I like that they instrumented the STM code enough that you can debug slowdowns when writing your code. Never understimate the power of well instrumented languages.

pjmlp · on Nov 17, 2014

Maybe one day, PyPy will eventually become the canonical implementation of Python.

Animats · on Nov 17, 2014

Python's Little Tin God wouldn't like it.

Python's feature set is basically what's easy to do in a naive interpreter. Everything is a dictionary. Anything can be changed from anywhere. With "getattr", you can patch one thread from another. It's elegant, and very difficult to speed up. Google tried, with von Rossum on board. Their "Unladen Swallow" JIT compiler project crashed and burned.

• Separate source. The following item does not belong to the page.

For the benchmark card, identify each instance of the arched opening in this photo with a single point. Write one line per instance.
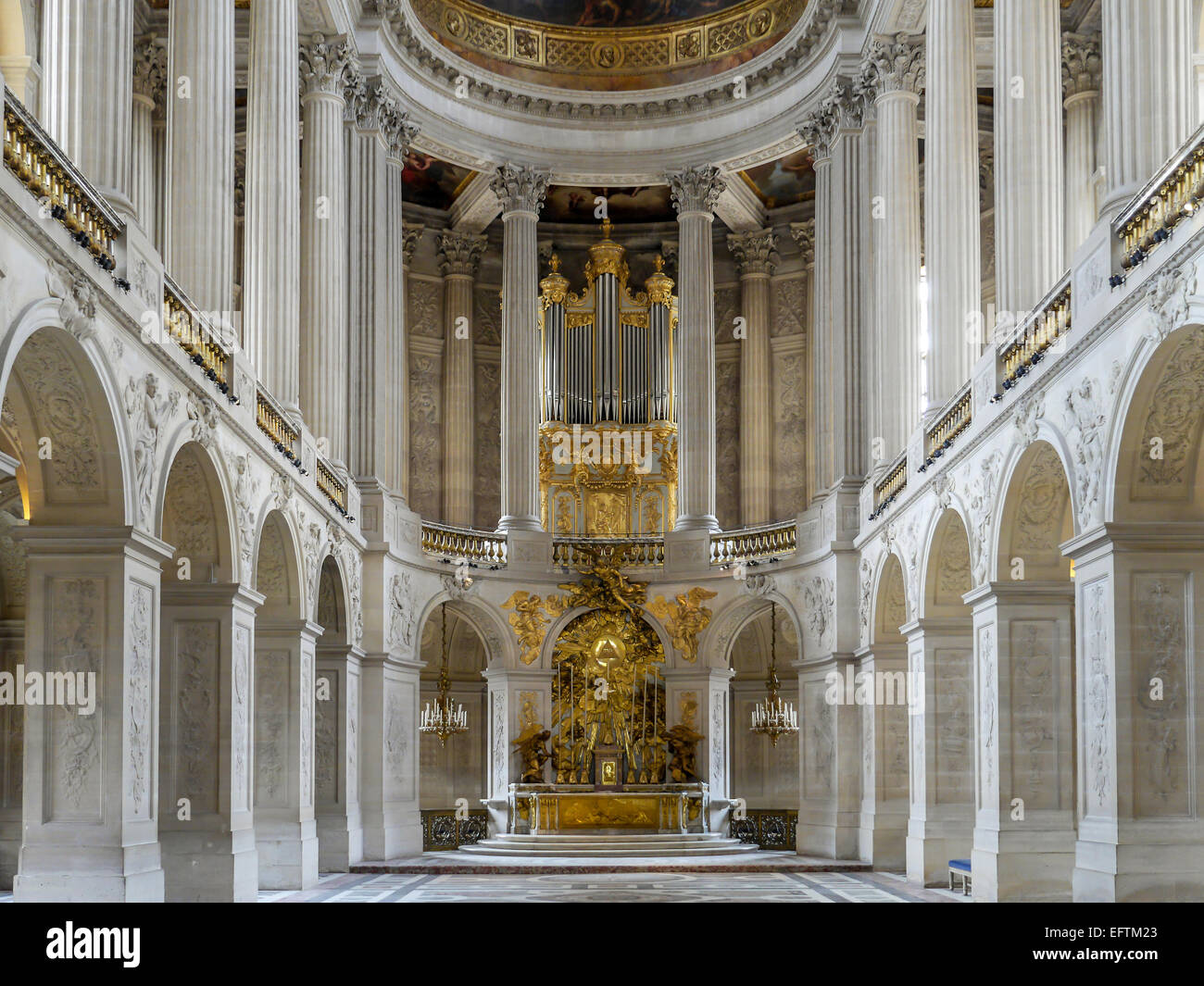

The PyPy group has made a fast Python compiler/interpreter/JIT system. It's really hard. The initial funding from the European Union got them started, but wasn't enough. They really try to handle all the hard cases. This requires two interpreters and a JIT. They have to handle "oh no, someone patched object A from thread R, invalidating code that's running in thread S". There's a "backup interpreter" that kicks in for hard cases, and once control is out of the area in trouble, the JIT can recompile it. (This is an old and oversimplified description.)

This transactional memory thing is very clever. It has to separate things at run time that probably should have been separated at compile time, of course. It's impressive that they can get it to work. It's a lot like how a superscalar CPU works, including transaction commit and backup at the retirement unit.

Python gets into this mess because, like C and C++, the language doesn't really know about concurrency. (Threads came late to UNIX, and C predates threads. So C has an excuse for backing into concurrency.) Python has the C model of concurrency; at the user level, it's treated as a library issue. Internally, though, it needs a lot of locking, because there's so much mutable state in the interpreter.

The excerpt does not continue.